Nous pouvons être persuadées que notre expérience nous donne
le droit d’encadrer les patients et leurs familles vers leurs propres expériences en matière de bonne mort. Néanmoins, il nous
faut être conscientes du rôle que nous jouons dans les expériences du mourir des autres. En dernier ressort, notre rôle consiste
à exprimer aux personnes mourantes qui nous sont confiées et
à leurs proches qu’elles comptent pour nous, et que nous nous
engageons à les aider à vivre leur expérience de fin de vie de la
manière qu’ils l’entendent, selon leurs propres termes. Ces idées
sont illustrées dans la réflexion suivante d’une infirmière en
oncologie :
« Faire sentir au patient qu’il est la personne la plus importante au monde, même si ce n’est que durant les moments
que vous passez auprès de lui, voilà ce qui devrait être notre
but… j’en ai fait mon but… Ce sont les petites choses qui
aident le patient à se sentir important, tel que la façon dont
vous pénétrez dans la pièce.
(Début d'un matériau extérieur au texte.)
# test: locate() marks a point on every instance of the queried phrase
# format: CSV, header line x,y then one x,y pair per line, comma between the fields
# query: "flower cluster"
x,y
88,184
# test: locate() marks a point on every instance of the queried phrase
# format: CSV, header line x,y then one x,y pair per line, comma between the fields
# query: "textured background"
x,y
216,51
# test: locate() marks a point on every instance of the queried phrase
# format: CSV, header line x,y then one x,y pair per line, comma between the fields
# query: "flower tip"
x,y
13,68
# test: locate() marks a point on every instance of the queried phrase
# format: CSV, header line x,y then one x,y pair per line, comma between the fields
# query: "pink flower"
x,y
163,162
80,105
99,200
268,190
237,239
Je ralentis consciemment mes
pas lorsque j’entre. Je prends le temps de m’asseoir dans
la chambre du patient et d’écouter réellement ses préoccupations …Vous lui laissez savoir que sa vie compte encore.
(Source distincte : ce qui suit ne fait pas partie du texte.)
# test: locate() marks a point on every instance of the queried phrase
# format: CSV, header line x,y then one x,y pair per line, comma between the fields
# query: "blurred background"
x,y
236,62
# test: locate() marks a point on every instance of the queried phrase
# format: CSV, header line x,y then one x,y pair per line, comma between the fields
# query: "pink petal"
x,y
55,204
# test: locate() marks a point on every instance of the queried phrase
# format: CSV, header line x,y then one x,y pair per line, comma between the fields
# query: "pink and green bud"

Même si ce n’est que pour cet instant, il compte pour quelqu’un » (Perry, 1998, p. 119, trad. libre).
Conclusion
La prestation de soins holistiques et intégrés aux patients et
aux proches qui traversent le continuum des soins de cancérologie exige une collaboration entre la sphère oncologie et la sphère
soins palliatifs de la pratique infirmière. Les infirmières en oncologie et les infirmières en soins palliatifs ont beaucoup à apprendre
les unes des autres et à s’enseigner mutuellement tandis qu’elles
s’efforcent de répondre aux besoins complexes de leurs patients
atteints de cancers avancés. La philosophie des soins palliatifs,
qui constitue essentiellement un ensemble d’idées concernant la
reconnaissance de la mort et le maintien de la qualité de vie en
dispensant des soins holistiques et axés sur la personne/famille,
peut être adoptée avantageusement par toutes les infirmières
œuvrant dans les milieux oncologiques. En utilisant le modèle
McGill comme cadre de référence, les infirmières en oncologie
peuvent découvrir de nouvelles façons d’exercer qui les amènent à
demeurer fidèles à la philosophie des soins palliatifs sous-jacente,
à la garder en tête puisque leur objectif final est d’apporter la plus
grande assistance possible aux personnes faisant face à des situations de fin de vie.
Remerciement
Nous souhaitons remercier Andrea Witkowski, inf., M.Sc.(A), CSIO(C),
de sa rétroaction et de ses commentaires mûrement réfléchis
concernant une ébauche de cet article.